June 6, 2025 • Weber Web, LLC • 4 min read

Roll Tracker - Logo and App Icon
The year was 2016. A childhood friend of mine reaches out saying he’s starting to dabble in 2D art and animations, and wants to collaborate on a project.
Both excited to dive in, we started brainstorming ideas. Apps, games, and other projects were on the list, but we decided to start out small with an Android app, mainly because that market at the time had the lowest barrier to entry.
We paid the $25 Google Developer fee and named ourselves HellWeb Studios. We were off and running in the mobile development space like a herd of turtles.
Playing Settlers of Catan regularly, over the course of a game we had no way to track what numbers were rolled and how frequently.
“Those pesky sevens got us again! I wonder how many times we’ve rolled them in this game?”
The idea was to create a generic app for board games that used two six-sided dice to record and track the rolls throughout the game.
It would also include:
The first order of business from my end was to get acclimated with Android development—and quickly.

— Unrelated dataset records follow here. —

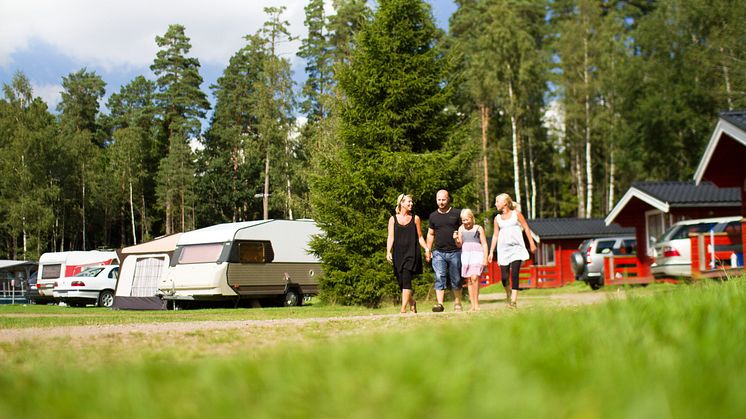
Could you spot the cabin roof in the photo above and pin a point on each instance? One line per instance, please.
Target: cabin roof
(722, 160)
(575, 228)
(666, 195)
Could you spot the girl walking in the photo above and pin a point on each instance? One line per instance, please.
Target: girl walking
(473, 242)
(404, 234)
(511, 250)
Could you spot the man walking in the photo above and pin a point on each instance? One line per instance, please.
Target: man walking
(445, 253)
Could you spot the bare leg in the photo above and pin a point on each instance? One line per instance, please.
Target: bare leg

I was an eager beaver looking to build a kickass app and make millions, but I had no idea where to start.
My next natural step was to queue up YouTube, StackOverflow, and Google’s “Intro to Android Programming” guide across multiple tabs and start soaking up information.
A few tutorials got me to the point of installing Android Studio, setting up Android emulators, and building a simple app I could run on a physical device.
I had cracked the code—and even sent this first build off to my partner for early validation testing.
A “Hello World” app of sorts was all we needed to start fleshing out our concept.
We were very fast and loose with our project management, source control, and work cadence.
Working on this project in our free time, we had the ability to pick items from our backlog, which at the time was a shared Google Sheets document.
We would take our time to learn, build, fix errors, and repeat.
Source control consisted of maintaining various versions of the project on my computer, blissfully unaware of modern version control systems that were free, powerful, and relatively easy to use with a little bit of learning.